Effects of Temperature and Salt Stress on the Expression of delta-12 Fatty Acid Desaturase Genes and Fatty Acid Compositions in Safflower
Round 1
Reviewer 1 Report
The manuscript by Li et al., describes that two abiotic stresses (salt and temp) can significantly but differentially regulate the desaturase gene expression and fatty acid compositions in the tissues of safflower. QPCR was used to study gene expressions and GCMS was used to study the fatty acid composition. I think it would have been better if they had gone with a transcriptomic approach rather than qPCR (with just a limited number of genes). Having said that the current methodology used in the manuscript is sufficient for the message detailed in the manuscript. I have minor comments below.
Line 10: Since you never mentioned second in the abstract remove, “first”.
Line 41: Whereas plastidial oleate desaturases primarily use glycolipids as acyl carriers and nicotinamide adenine ……
Line 70: have been previously verified to exert
Line 78: temperature, drought, and salt
Line 98: spacing
Fig. 1 and Fig. 2. .3 are blurred. Please change the images.
Line 118: remove both
Table 2 should move before the discussion section
Line 47: Additionally, the different fatty acid compositions in various plant tissues may cause divergent response patterns to temperature.
Line 64 upregulated after 2 d of salt stress.
Line 101: Are all samples of stem, root, and leaves collected from the same plant or different plants?

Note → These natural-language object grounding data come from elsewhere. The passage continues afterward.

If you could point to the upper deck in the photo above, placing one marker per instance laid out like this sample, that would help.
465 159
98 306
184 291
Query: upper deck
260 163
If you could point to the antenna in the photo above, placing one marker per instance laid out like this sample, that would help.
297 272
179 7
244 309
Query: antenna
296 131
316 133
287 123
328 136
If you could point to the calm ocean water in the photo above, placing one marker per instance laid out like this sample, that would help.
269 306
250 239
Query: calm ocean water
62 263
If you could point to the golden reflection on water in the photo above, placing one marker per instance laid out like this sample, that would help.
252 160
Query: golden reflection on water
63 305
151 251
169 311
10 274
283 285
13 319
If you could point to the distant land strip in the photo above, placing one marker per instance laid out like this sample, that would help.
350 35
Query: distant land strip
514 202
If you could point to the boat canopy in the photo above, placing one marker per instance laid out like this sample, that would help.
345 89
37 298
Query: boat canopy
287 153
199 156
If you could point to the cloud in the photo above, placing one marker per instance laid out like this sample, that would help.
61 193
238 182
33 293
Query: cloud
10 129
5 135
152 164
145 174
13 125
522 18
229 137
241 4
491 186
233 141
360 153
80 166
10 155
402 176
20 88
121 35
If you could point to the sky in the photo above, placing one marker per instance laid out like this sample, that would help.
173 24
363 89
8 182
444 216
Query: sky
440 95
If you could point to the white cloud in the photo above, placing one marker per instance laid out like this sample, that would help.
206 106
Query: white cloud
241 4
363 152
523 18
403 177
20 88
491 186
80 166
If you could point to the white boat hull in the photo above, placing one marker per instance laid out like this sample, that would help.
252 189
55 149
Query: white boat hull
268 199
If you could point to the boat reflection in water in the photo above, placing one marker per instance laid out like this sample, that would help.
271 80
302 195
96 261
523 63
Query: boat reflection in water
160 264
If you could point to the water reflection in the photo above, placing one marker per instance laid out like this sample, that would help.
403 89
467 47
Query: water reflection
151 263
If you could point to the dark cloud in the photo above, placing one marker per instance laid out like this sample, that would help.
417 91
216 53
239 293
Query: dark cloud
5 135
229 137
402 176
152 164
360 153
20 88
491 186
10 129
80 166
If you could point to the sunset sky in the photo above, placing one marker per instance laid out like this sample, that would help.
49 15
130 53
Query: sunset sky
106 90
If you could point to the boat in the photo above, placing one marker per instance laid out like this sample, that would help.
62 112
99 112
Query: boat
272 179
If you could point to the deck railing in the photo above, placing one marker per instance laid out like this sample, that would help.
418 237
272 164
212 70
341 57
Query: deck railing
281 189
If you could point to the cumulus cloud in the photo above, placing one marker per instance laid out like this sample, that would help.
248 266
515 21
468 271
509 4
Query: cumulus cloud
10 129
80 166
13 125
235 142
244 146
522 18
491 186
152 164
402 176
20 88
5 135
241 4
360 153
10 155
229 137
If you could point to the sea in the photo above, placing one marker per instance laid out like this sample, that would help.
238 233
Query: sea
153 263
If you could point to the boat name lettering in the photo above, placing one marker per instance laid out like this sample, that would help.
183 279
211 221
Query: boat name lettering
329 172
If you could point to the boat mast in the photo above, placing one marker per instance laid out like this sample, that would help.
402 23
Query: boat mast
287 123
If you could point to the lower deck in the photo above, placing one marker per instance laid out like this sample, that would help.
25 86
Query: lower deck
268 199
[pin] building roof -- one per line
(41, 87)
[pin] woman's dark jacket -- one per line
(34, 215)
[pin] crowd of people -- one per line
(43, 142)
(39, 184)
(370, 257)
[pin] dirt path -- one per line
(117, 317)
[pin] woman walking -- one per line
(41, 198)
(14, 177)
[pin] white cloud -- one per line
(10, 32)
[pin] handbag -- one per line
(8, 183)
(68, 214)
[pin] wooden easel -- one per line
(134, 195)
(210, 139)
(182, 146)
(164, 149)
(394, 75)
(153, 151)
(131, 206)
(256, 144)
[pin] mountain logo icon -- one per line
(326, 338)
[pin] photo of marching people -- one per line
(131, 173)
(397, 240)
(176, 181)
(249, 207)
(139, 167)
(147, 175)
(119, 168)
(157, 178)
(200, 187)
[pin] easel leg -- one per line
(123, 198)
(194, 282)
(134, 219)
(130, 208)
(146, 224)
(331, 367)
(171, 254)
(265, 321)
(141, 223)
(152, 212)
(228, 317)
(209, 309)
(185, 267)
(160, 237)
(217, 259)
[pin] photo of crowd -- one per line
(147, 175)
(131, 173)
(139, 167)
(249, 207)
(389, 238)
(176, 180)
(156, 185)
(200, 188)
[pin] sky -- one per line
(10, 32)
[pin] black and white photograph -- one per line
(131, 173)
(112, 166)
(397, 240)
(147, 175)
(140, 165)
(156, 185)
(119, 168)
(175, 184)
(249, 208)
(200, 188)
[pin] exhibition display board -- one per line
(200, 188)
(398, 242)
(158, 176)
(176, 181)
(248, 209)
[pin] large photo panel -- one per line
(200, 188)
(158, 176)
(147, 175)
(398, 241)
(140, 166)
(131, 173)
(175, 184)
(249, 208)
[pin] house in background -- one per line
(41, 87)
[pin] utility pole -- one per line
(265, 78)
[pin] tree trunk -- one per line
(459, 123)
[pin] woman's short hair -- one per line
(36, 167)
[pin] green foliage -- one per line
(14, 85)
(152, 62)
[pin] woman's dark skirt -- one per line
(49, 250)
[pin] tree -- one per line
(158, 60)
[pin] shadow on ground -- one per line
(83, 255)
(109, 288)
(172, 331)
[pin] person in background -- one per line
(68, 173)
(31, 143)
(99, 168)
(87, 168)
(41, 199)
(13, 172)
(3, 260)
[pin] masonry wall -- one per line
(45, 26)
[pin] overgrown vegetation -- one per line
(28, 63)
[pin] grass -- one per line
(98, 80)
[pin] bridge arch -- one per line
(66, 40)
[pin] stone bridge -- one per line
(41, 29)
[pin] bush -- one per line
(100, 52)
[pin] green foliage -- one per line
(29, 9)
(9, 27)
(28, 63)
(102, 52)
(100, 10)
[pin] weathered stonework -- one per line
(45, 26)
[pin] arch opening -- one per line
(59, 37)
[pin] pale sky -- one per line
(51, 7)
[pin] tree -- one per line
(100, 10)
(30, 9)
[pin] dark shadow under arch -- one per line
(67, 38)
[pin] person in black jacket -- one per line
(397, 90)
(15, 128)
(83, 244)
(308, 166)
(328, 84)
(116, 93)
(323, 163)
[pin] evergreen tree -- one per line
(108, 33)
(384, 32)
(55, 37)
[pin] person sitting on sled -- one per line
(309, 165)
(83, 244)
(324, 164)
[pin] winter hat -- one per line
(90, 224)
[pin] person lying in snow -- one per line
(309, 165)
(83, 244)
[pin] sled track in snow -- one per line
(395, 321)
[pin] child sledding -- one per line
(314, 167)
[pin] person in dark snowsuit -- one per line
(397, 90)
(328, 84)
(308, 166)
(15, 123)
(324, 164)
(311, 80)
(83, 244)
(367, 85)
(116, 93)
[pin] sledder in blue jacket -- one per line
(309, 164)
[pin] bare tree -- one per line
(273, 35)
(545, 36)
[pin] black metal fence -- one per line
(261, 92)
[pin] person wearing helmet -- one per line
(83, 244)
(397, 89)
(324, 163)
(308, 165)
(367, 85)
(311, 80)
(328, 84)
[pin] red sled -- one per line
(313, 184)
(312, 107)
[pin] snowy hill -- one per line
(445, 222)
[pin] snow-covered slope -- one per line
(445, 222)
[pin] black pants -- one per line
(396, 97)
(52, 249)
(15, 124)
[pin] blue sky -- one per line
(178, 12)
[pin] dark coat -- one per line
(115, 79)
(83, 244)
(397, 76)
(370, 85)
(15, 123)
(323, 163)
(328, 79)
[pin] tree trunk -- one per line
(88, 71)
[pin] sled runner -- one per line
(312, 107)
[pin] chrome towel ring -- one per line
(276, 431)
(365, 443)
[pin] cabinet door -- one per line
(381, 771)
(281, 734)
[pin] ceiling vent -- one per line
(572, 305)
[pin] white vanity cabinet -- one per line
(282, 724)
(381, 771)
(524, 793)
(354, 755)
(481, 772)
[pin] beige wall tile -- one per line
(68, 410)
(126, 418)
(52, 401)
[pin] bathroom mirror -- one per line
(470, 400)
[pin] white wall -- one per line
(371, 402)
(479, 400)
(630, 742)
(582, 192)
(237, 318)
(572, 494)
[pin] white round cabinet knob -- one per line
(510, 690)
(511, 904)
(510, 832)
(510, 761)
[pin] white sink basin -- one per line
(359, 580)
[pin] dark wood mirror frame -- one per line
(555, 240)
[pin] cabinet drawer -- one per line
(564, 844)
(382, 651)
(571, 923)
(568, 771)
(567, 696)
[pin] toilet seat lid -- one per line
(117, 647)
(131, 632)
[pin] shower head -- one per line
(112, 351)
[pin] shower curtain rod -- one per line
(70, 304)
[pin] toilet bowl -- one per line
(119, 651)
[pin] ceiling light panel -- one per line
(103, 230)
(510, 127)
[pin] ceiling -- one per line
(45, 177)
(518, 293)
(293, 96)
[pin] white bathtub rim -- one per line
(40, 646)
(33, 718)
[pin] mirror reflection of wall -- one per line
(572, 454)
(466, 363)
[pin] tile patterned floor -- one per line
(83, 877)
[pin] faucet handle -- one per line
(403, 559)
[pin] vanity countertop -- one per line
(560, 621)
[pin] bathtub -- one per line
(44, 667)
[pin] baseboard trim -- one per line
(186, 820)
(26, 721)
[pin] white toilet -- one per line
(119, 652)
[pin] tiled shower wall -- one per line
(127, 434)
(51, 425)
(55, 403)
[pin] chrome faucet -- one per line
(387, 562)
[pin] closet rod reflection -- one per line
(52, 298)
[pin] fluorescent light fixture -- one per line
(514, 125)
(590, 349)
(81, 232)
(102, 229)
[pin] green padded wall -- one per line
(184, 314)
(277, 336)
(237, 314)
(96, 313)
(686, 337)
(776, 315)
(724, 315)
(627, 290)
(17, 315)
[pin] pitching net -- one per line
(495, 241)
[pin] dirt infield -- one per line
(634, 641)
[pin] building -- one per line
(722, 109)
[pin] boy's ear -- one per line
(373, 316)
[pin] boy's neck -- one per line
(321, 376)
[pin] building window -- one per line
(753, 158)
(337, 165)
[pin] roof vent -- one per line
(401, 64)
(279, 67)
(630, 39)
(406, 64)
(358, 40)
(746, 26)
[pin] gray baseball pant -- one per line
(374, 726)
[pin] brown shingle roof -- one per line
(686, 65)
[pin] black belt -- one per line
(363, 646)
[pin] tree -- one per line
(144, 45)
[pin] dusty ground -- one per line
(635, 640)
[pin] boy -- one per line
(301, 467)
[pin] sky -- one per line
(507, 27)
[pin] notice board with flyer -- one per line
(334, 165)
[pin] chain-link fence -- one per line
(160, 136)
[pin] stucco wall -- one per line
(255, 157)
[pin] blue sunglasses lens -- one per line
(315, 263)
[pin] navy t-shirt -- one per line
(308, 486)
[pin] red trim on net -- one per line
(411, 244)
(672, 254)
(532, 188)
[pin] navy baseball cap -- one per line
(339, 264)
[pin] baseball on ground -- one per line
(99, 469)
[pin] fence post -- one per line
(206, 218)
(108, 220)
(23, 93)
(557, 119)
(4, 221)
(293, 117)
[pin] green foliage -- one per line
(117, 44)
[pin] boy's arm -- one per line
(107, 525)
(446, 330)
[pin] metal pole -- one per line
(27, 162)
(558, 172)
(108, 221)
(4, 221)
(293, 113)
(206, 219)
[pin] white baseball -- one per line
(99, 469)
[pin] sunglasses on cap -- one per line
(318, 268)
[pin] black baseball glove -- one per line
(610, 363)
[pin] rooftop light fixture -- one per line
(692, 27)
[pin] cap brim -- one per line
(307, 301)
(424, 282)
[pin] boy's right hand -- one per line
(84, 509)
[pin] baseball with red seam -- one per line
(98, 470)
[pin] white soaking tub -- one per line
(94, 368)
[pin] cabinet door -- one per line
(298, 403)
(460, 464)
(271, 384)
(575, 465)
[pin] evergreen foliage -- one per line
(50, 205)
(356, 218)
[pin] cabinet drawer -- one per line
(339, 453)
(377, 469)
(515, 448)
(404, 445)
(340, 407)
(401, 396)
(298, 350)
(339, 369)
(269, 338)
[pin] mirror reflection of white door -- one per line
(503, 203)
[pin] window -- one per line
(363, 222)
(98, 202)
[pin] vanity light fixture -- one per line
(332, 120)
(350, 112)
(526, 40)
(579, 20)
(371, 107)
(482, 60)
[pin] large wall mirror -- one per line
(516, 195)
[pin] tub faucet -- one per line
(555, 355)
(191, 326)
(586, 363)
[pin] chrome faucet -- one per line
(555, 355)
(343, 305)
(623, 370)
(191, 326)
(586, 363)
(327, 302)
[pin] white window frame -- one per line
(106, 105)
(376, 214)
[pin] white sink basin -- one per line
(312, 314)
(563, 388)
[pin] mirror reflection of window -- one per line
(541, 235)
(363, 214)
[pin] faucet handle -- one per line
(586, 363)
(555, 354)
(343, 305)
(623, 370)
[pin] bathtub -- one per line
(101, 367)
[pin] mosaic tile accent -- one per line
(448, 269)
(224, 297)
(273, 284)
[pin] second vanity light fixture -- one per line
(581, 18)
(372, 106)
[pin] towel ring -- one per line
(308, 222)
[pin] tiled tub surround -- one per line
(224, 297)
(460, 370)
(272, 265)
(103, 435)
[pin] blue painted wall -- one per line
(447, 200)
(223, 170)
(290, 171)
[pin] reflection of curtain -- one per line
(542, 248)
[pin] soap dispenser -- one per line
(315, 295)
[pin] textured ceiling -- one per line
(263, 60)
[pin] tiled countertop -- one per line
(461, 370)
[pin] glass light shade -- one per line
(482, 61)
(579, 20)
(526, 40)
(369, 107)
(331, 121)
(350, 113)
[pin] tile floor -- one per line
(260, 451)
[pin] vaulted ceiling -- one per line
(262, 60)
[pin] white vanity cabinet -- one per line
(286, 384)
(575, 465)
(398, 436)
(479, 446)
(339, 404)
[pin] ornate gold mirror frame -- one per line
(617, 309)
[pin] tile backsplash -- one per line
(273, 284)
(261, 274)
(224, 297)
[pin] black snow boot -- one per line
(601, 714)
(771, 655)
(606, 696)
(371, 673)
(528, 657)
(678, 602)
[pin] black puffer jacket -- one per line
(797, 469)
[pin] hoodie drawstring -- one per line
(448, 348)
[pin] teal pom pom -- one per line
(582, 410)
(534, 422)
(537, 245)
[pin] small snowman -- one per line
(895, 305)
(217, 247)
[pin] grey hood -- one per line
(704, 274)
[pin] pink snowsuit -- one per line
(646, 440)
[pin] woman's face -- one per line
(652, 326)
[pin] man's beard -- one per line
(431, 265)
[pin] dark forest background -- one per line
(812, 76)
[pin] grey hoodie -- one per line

What primers were used for C-DNA synthesis?
Author Response
Please see the attachment.
Author Response File: 
Author Response.docx
Reviewer 2 Report
In the present manuscript the authors try to drwa conclusions between the expression of selected fatty acid desaturase (FAD) genes and the fatty acid composition of safflower plants. In the first part of the study they clone a previously described putative plastidial FAD6 homolog. By expressing it in cyanobacteria its enzymatic activity could be shown. This part of the manuscript is quite straight although it was not clear how the sequence was deduced or on which basis the primers were designed. Additionally, it would have been far more convincing to make a CtFAD6-GFP fusion and to express it in tobacco to show plastidial localization instead of in silico prediction.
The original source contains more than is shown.